Nos enteramos de que Soraya ha pasado más o menos toda su vida varada entre su lugar de origen y el lugar donde quiere estar, principalmente en Teherán, donde sus padres afganos se mudaron antes de que ella naciera, pero que nunca se sintió como su hogar. Esto se debe en gran parte a que ha vivido allí durante mucho tiempo sin familiares cercanos: su padre murió cuando ella era una niña, su madre huyó con éxito a Austria unos años más tarde y posteriormente fue criada por un tío abusivo. “Estoy acostumbrada a que me golpeen”, dice con sangre fría desgarradora en uno de sus muchos confesionarios de selfies: ahora está casada con Ali, un hombre mayor volátil que, como aprendemos a través de imágenes tensas que hacen estremecerse, ha continuado donde lo dejó su tío.
Sin embargo, nos encontramos por primera vez con Soraya en el dormitorio de refugiados Zeytun Burna de Estambul en 2019, un refugio espartano desde el que ella, Ali y varios otros fugitivos iraníes hacen el primero de varios intentos documentados de cruzar la frontera turca hacia Grecia. Frustradas por las autoridades, son enviadas de regreso a Teherán, donde se ve obligada a esperar a que pase el primer año de la pandemia de Covid, ganándose la vida a duras penas como limpiadora de hogares iraníes ricos y canalizando su frustración a través de un arte creativo e ingenioso, ya sea esculpiendo «demonios» claramente masculinos en cartón empapado o dibujando visiones de cuento de hadas en las que las figuras recurrentes incluyen un payaso asediado y un amigable zorro.

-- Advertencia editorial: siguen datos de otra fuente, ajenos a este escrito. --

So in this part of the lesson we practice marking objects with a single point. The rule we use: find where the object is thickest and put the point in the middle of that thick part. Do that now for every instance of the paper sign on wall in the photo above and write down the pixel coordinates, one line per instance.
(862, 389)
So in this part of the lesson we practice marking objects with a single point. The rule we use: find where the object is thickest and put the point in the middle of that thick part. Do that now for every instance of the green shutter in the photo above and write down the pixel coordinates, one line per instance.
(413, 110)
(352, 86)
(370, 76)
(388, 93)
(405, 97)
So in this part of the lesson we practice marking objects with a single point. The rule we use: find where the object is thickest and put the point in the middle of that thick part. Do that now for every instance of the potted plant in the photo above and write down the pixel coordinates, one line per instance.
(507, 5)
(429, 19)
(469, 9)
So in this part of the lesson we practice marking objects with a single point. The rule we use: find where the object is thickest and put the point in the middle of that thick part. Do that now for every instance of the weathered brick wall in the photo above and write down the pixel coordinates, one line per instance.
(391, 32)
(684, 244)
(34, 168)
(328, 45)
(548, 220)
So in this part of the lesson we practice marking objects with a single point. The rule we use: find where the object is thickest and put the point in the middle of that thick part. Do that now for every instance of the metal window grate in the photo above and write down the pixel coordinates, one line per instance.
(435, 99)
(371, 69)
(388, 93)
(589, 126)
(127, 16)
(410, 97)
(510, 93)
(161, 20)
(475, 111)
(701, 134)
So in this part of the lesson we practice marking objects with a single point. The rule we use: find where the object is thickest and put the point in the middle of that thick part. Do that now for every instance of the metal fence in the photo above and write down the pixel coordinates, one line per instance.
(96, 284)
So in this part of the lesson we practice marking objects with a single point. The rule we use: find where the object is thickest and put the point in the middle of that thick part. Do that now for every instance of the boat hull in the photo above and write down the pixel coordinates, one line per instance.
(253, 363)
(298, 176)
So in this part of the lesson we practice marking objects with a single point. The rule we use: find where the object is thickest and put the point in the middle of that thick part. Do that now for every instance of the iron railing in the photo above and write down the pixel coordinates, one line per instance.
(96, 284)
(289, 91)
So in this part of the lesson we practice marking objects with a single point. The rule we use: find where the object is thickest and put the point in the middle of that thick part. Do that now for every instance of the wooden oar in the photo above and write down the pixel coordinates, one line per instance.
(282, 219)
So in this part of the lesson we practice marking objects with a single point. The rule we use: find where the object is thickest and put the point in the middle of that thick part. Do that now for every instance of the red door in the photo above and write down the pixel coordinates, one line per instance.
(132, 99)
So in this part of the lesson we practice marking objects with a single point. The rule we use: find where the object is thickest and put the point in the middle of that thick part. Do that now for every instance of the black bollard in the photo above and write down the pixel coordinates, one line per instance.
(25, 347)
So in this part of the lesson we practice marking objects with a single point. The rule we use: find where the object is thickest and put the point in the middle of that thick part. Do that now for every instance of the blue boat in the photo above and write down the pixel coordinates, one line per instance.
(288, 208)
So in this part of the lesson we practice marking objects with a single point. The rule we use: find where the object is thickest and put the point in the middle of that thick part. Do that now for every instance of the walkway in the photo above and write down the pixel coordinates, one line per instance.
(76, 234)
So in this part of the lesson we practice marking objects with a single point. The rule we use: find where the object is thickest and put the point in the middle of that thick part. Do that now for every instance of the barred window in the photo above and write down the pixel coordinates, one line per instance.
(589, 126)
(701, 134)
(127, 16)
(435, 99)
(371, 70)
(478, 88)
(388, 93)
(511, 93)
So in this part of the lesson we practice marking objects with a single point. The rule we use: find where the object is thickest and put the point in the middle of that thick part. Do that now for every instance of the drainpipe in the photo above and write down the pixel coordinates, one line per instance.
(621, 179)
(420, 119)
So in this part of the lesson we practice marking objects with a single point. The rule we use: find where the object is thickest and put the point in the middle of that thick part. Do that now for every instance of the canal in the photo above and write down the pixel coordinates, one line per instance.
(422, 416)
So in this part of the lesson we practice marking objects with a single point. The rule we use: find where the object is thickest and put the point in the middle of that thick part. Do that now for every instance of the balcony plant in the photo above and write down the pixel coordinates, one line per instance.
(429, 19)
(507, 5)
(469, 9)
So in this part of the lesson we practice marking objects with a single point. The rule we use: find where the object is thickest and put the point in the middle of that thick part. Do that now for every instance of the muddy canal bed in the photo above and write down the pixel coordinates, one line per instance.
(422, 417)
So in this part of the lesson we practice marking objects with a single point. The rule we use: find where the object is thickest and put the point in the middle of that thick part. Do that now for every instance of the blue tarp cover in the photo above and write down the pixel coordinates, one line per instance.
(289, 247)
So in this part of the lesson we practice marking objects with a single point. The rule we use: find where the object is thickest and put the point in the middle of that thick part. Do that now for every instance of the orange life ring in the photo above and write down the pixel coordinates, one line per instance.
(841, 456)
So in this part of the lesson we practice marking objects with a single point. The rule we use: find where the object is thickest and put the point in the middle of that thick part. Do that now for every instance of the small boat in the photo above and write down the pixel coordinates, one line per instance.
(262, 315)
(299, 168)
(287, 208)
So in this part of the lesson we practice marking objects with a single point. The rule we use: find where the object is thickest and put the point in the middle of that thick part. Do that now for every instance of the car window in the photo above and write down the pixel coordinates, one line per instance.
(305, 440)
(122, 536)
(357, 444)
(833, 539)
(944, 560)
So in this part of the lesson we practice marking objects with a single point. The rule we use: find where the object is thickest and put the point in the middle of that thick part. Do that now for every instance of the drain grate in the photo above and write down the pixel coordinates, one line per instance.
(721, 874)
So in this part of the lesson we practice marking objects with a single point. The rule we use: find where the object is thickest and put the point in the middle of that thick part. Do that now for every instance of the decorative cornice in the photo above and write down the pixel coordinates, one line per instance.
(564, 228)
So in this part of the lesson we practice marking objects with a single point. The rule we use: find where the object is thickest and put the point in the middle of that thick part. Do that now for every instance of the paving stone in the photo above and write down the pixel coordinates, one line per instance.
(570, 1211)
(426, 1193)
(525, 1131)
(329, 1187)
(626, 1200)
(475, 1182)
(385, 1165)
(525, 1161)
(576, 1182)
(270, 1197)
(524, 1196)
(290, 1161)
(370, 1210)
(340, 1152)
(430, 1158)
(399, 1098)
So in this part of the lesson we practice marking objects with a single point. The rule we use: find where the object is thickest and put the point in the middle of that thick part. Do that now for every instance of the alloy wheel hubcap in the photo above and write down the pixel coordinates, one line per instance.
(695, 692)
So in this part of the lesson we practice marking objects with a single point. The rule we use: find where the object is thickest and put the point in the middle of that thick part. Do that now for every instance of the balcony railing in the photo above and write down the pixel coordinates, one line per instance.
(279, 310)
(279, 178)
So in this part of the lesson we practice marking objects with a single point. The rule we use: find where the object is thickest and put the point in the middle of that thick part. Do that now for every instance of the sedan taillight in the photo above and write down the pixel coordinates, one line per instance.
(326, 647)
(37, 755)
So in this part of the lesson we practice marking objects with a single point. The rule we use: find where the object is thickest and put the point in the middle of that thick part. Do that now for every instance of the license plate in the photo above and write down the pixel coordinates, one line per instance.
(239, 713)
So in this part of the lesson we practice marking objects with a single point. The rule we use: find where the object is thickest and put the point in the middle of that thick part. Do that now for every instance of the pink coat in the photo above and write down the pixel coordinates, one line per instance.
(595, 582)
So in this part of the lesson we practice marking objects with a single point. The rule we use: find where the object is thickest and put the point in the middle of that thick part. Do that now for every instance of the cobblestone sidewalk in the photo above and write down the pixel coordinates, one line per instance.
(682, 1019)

Ambos personajes están entretejidos a través de los encantadores interludios animados de estilo acuarela de la película, diseñados por Mohammad Lotfali, con el payaso a veces como el alter ego de Soraya y a veces como un triste sustituto de otros individuos enfermos y perseguidos, entre ellos Nazar Mohammad, conocido popularmente como Khasha, un comediante afgano asesinado por los talibanes por su arte subversivo.
No son meramente decorativas, las animaciones sirven como una expansión iluminadora de la vívida y distintiva visión del mundo del sujeto. Soraya tiene una presencia lo suficientemente fuerte como para anunciarse sin mucho contexto externo, aunque un poco más de escenario no estaría de más en la película, y aunque las tarjetas de título finales llevan su historia a un final gratificante, extrañamos esos desarrollos de primera mano. Quizás, al entrar en una etapa de la vida nueva y más liberada, Soraya necesite menos la cámara y más el lienzo.